In cases where the spec is under-specified (or when common deviations from the spec occur in practice), we have two options:
- Do what appears to work in the majority of cases
- Use a heuristic to detect which case is in use
However because this is a general issue, we have the StringValue
type which, internally, retains the bytes that back the string. This means that the consumer needn't use the encoding the library chooses, and may perform an alternative decoding in their own code.
If you find a reasonable heuristic for such cases, it would be great if you could share it.
Here is a picture with little endian utf16 user comment tag:
https://www.dropbox.com/s/6oupzwyyfab0tn3/20190511_083402.jpg?dl=0
Exif SubIFD - User Comment = ??????
Should be:
Exif SubIFD - User Comment = Rådjur
Thanks for the sample image.
The Java library decodes this correctly by default, which the .NET one does not. We should find the implementation difference between the two.
Currently Java interprets UNICODE
as little endian, and .NET interprets UNICODE
as big endian.
Changing .NET to match Java:
- fixes decoding of
Issue 313 (dotnet).jpg
- regress decoding of
Issue 173 (dotnet).jpg
Java's text decoding appears to gracefully handle inverted Unicode, as Java handles both of these files in the same way. We may be able to replicate that here.
Those files specify II
and MM
encoding, respectively. As you suggest, we could take that into account, though experience shows that even that would fail sometimes. If a reliable heuristic exists, it may be a more robust solution.
A product I am using hits this same bug as well, so I want to resurface it.
It seems to me, there may not be any ambiguity in the specification. I am not a Java developer (long-time .NET and c++ before that), but in my experience, UNICODE
in a context like this tends to just mean UTF-16, completely without regard for endianness. In my experience, that's a signal for "the endianness is specified somewhere else". So again, for me, the correct solution seems like the one suggested before -- the endianness declared at the higher level of the file, should apply to this directory as well.
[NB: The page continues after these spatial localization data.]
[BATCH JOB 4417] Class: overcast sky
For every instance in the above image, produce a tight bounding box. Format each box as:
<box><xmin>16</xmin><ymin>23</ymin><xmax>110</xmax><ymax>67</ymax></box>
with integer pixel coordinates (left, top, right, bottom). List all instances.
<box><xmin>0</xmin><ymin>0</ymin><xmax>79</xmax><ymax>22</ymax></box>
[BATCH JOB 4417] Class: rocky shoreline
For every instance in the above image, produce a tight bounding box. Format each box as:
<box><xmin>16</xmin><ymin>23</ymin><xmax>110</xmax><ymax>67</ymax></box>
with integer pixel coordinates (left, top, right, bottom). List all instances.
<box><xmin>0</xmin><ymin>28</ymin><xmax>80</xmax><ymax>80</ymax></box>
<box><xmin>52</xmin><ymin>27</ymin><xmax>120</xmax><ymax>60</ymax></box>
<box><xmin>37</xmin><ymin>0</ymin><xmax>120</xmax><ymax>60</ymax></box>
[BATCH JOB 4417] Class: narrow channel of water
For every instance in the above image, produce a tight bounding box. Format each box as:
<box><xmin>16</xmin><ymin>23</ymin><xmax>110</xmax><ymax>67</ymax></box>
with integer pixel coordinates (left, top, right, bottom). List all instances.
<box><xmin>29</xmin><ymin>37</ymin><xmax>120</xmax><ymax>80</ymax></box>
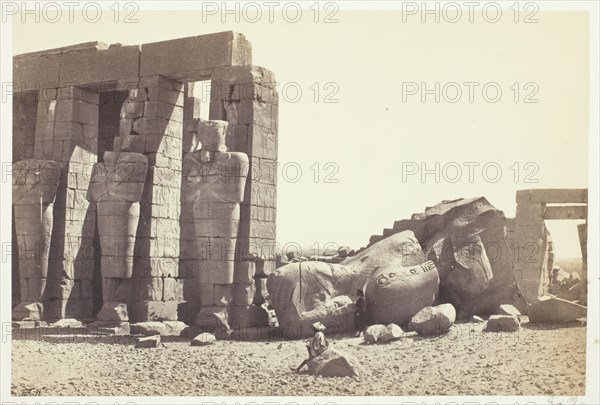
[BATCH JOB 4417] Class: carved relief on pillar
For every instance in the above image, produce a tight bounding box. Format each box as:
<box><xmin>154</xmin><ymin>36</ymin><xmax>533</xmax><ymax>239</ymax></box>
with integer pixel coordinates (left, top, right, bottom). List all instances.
<box><xmin>182</xmin><ymin>120</ymin><xmax>250</xmax><ymax>328</ymax></box>
<box><xmin>12</xmin><ymin>159</ymin><xmax>61</xmax><ymax>320</ymax></box>
<box><xmin>86</xmin><ymin>151</ymin><xmax>148</xmax><ymax>323</ymax></box>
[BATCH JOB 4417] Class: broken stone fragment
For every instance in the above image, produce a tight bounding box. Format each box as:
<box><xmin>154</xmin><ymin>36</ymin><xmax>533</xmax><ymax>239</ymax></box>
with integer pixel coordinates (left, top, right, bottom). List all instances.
<box><xmin>363</xmin><ymin>324</ymin><xmax>386</xmax><ymax>344</ymax></box>
<box><xmin>306</xmin><ymin>348</ymin><xmax>364</xmax><ymax>377</ymax></box>
<box><xmin>497</xmin><ymin>304</ymin><xmax>522</xmax><ymax>317</ymax></box>
<box><xmin>130</xmin><ymin>321</ymin><xmax>188</xmax><ymax>336</ymax></box>
<box><xmin>191</xmin><ymin>332</ymin><xmax>216</xmax><ymax>346</ymax></box>
<box><xmin>96</xmin><ymin>302</ymin><xmax>129</xmax><ymax>322</ymax></box>
<box><xmin>528</xmin><ymin>296</ymin><xmax>587</xmax><ymax>324</ymax></box>
<box><xmin>268</xmin><ymin>231</ymin><xmax>438</xmax><ymax>337</ymax></box>
<box><xmin>378</xmin><ymin>323</ymin><xmax>403</xmax><ymax>343</ymax></box>
<box><xmin>485</xmin><ymin>315</ymin><xmax>520</xmax><ymax>332</ymax></box>
<box><xmin>135</xmin><ymin>335</ymin><xmax>161</xmax><ymax>348</ymax></box>
<box><xmin>408</xmin><ymin>303</ymin><xmax>456</xmax><ymax>337</ymax></box>
<box><xmin>195</xmin><ymin>307</ymin><xmax>230</xmax><ymax>334</ymax></box>
<box><xmin>12</xmin><ymin>302</ymin><xmax>43</xmax><ymax>322</ymax></box>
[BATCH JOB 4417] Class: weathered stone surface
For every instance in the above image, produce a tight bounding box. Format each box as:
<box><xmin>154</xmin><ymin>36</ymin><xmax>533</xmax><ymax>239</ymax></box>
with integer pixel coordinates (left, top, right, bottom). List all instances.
<box><xmin>12</xmin><ymin>159</ymin><xmax>62</xmax><ymax>204</ymax></box>
<box><xmin>191</xmin><ymin>332</ymin><xmax>216</xmax><ymax>346</ymax></box>
<box><xmin>337</xmin><ymin>246</ymin><xmax>352</xmax><ymax>258</ymax></box>
<box><xmin>130</xmin><ymin>321</ymin><xmax>188</xmax><ymax>336</ymax></box>
<box><xmin>12</xmin><ymin>159</ymin><xmax>61</xmax><ymax>320</ymax></box>
<box><xmin>86</xmin><ymin>321</ymin><xmax>131</xmax><ymax>336</ymax></box>
<box><xmin>140</xmin><ymin>32</ymin><xmax>252</xmax><ymax>80</ymax></box>
<box><xmin>183</xmin><ymin>153</ymin><xmax>249</xmax><ymax>205</ymax></box>
<box><xmin>408</xmin><ymin>303</ymin><xmax>456</xmax><ymax>337</ymax></box>
<box><xmin>87</xmin><ymin>152</ymin><xmax>148</xmax><ymax>202</ymax></box>
<box><xmin>364</xmin><ymin>324</ymin><xmax>386</xmax><ymax>344</ymax></box>
<box><xmin>379</xmin><ymin>323</ymin><xmax>403</xmax><ymax>343</ymax></box>
<box><xmin>135</xmin><ymin>335</ymin><xmax>161</xmax><ymax>348</ymax></box>
<box><xmin>129</xmin><ymin>301</ymin><xmax>179</xmax><ymax>322</ymax></box>
<box><xmin>306</xmin><ymin>348</ymin><xmax>364</xmax><ymax>377</ymax></box>
<box><xmin>12</xmin><ymin>302</ymin><xmax>43</xmax><ymax>321</ymax></box>
<box><xmin>48</xmin><ymin>318</ymin><xmax>85</xmax><ymax>328</ymax></box>
<box><xmin>268</xmin><ymin>231</ymin><xmax>438</xmax><ymax>337</ymax></box>
<box><xmin>528</xmin><ymin>296</ymin><xmax>587</xmax><ymax>324</ymax></box>
<box><xmin>497</xmin><ymin>304</ymin><xmax>521</xmax><ymax>317</ymax></box>
<box><xmin>195</xmin><ymin>306</ymin><xmax>230</xmax><ymax>333</ymax></box>
<box><xmin>388</xmin><ymin>197</ymin><xmax>528</xmax><ymax>315</ymax></box>
<box><xmin>96</xmin><ymin>302</ymin><xmax>129</xmax><ymax>322</ymax></box>
<box><xmin>485</xmin><ymin>315</ymin><xmax>520</xmax><ymax>332</ymax></box>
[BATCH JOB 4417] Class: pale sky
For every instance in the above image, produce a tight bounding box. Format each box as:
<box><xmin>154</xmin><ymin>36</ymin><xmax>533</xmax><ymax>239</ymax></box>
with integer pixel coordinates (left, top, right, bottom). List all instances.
<box><xmin>12</xmin><ymin>7</ymin><xmax>590</xmax><ymax>258</ymax></box>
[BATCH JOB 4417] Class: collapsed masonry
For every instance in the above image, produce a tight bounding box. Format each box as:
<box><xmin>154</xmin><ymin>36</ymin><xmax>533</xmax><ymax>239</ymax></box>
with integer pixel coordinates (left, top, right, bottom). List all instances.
<box><xmin>12</xmin><ymin>32</ymin><xmax>278</xmax><ymax>331</ymax></box>
<box><xmin>364</xmin><ymin>189</ymin><xmax>588</xmax><ymax>308</ymax></box>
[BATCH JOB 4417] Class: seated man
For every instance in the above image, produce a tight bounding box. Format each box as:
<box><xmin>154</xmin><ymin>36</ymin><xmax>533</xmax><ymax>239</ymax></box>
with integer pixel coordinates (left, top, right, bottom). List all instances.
<box><xmin>292</xmin><ymin>322</ymin><xmax>329</xmax><ymax>372</ymax></box>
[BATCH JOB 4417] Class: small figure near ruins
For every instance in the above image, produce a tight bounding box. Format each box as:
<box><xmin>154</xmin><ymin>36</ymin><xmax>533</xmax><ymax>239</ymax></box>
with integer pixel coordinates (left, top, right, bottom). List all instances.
<box><xmin>354</xmin><ymin>289</ymin><xmax>367</xmax><ymax>337</ymax></box>
<box><xmin>292</xmin><ymin>322</ymin><xmax>329</xmax><ymax>372</ymax></box>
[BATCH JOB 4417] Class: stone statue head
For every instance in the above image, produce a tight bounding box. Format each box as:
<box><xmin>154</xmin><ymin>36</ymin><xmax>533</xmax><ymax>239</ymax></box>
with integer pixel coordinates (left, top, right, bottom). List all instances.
<box><xmin>195</xmin><ymin>120</ymin><xmax>228</xmax><ymax>152</ymax></box>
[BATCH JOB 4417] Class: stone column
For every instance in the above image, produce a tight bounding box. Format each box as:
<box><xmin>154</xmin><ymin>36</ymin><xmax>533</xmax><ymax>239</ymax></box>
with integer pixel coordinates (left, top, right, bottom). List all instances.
<box><xmin>514</xmin><ymin>191</ymin><xmax>548</xmax><ymax>302</ymax></box>
<box><xmin>209</xmin><ymin>65</ymin><xmax>279</xmax><ymax>328</ymax></box>
<box><xmin>86</xmin><ymin>151</ymin><xmax>148</xmax><ymax>328</ymax></box>
<box><xmin>33</xmin><ymin>85</ymin><xmax>99</xmax><ymax>321</ymax></box>
<box><xmin>12</xmin><ymin>160</ymin><xmax>61</xmax><ymax>320</ymax></box>
<box><xmin>182</xmin><ymin>120</ymin><xmax>249</xmax><ymax>331</ymax></box>
<box><xmin>114</xmin><ymin>76</ymin><xmax>184</xmax><ymax>322</ymax></box>
<box><xmin>178</xmin><ymin>83</ymin><xmax>203</xmax><ymax>323</ymax></box>
<box><xmin>577</xmin><ymin>223</ymin><xmax>587</xmax><ymax>302</ymax></box>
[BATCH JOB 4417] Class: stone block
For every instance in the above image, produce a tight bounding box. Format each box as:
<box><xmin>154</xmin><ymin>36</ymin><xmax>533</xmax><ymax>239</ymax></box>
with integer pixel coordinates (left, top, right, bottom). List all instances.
<box><xmin>135</xmin><ymin>335</ymin><xmax>161</xmax><ymax>348</ymax></box>
<box><xmin>144</xmin><ymin>101</ymin><xmax>184</xmax><ymax>122</ymax></box>
<box><xmin>14</xmin><ymin>54</ymin><xmax>61</xmax><ymax>92</ymax></box>
<box><xmin>135</xmin><ymin>257</ymin><xmax>179</xmax><ymax>278</ymax></box>
<box><xmin>96</xmin><ymin>302</ymin><xmax>129</xmax><ymax>322</ymax></box>
<box><xmin>199</xmin><ymin>283</ymin><xmax>214</xmax><ymax>306</ymax></box>
<box><xmin>120</xmin><ymin>101</ymin><xmax>145</xmax><ymax>119</ymax></box>
<box><xmin>136</xmin><ymin>277</ymin><xmax>163</xmax><ymax>301</ymax></box>
<box><xmin>129</xmin><ymin>301</ymin><xmax>178</xmax><ymax>322</ymax></box>
<box><xmin>213</xmin><ymin>284</ymin><xmax>233</xmax><ymax>306</ymax></box>
<box><xmin>163</xmin><ymin>277</ymin><xmax>181</xmax><ymax>301</ymax></box>
<box><xmin>515</xmin><ymin>203</ymin><xmax>545</xmax><ymax>225</ymax></box>
<box><xmin>199</xmin><ymin>260</ymin><xmax>235</xmax><ymax>285</ymax></box>
<box><xmin>140</xmin><ymin>32</ymin><xmax>251</xmax><ymax>79</ymax></box>
<box><xmin>60</xmin><ymin>45</ymin><xmax>140</xmax><ymax>86</ymax></box>
<box><xmin>485</xmin><ymin>315</ymin><xmax>520</xmax><ymax>332</ymax></box>
<box><xmin>528</xmin><ymin>296</ymin><xmax>587</xmax><ymax>323</ymax></box>
<box><xmin>131</xmin><ymin>321</ymin><xmax>188</xmax><ymax>336</ymax></box>
<box><xmin>234</xmin><ymin>261</ymin><xmax>256</xmax><ymax>284</ymax></box>
<box><xmin>101</xmin><ymin>278</ymin><xmax>134</xmax><ymax>303</ymax></box>
<box><xmin>64</xmin><ymin>298</ymin><xmax>94</xmax><ymax>319</ymax></box>
<box><xmin>529</xmin><ymin>189</ymin><xmax>587</xmax><ymax>203</ymax></box>
<box><xmin>181</xmin><ymin>278</ymin><xmax>200</xmax><ymax>302</ymax></box>
<box><xmin>232</xmin><ymin>283</ymin><xmax>255</xmax><ymax>306</ymax></box>
<box><xmin>178</xmin><ymin>259</ymin><xmax>197</xmax><ymax>279</ymax></box>
<box><xmin>177</xmin><ymin>301</ymin><xmax>198</xmax><ymax>324</ymax></box>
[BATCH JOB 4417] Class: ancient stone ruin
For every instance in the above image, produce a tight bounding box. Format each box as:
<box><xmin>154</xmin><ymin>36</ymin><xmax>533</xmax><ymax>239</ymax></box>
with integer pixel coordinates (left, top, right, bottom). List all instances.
<box><xmin>12</xmin><ymin>32</ymin><xmax>278</xmax><ymax>332</ymax></box>
<box><xmin>271</xmin><ymin>193</ymin><xmax>588</xmax><ymax>337</ymax></box>
<box><xmin>12</xmin><ymin>32</ymin><xmax>587</xmax><ymax>339</ymax></box>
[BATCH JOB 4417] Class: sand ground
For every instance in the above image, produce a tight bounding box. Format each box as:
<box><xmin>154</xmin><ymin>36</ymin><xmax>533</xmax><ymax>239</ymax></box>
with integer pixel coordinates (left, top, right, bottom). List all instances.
<box><xmin>11</xmin><ymin>320</ymin><xmax>587</xmax><ymax>396</ymax></box>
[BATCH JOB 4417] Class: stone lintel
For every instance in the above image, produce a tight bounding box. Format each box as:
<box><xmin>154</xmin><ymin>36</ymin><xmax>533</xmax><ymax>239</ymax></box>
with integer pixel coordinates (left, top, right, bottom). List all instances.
<box><xmin>543</xmin><ymin>205</ymin><xmax>587</xmax><ymax>220</ymax></box>
<box><xmin>14</xmin><ymin>32</ymin><xmax>252</xmax><ymax>92</ymax></box>
<box><xmin>517</xmin><ymin>188</ymin><xmax>588</xmax><ymax>204</ymax></box>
Here are a couple test images I've been working with. You'll notice, both have identical metadata, one with big-endian and one with little-endian. (The metadata for both was embedded using exiftool
.) They have Unicode text in both the Copyright text (which works regardless of Endianness) and the UserComment string (which works for big endian but breaks for little endian).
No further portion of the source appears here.